Character size unit and length semantics

When programming an application for a occidental language such as English, a single-byte character set can be used, and the logical size, storage size and print width of characters is the same. For example, in ISO-8859-1, the ê character takes one logical position, has a storage size of one byte and a print width of one.

When programming an international application using multiple languages and a multibyte character set encoding, you must distinguish three size units:

  1. The size in character unit, to count or position logical characters used in a string. For example, the strings abc and åôë have both a length of 3, in character units.
  2. The size in byte unit, used to encode the character in a given character set. For example, a Latin ê acute character will use a unique byte in the ISO-8859-1 character set, but needs two bytes in UTF-8.
  3. The size in width unit, used in formatting and alignments. The width is the length of the glyph/font of characters, especially in a fixed font.

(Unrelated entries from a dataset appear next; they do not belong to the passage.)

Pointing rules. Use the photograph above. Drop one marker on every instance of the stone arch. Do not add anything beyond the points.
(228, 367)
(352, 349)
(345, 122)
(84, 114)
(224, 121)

For example, a Latin character will take one width unit, while an Chinese character will take 2 width units.

Working with byte units in a multibyte character set can be difficult: You need to calculate sizes, lengths and substring offsets in a number of bytes, when the natural way is to count in characters.

Length semantics define the unit to be used for character data type definition, character string lengths and positions.

With Byte Length Semantics, a length is expressed in bytes, while Character Length Semantics counts in characters.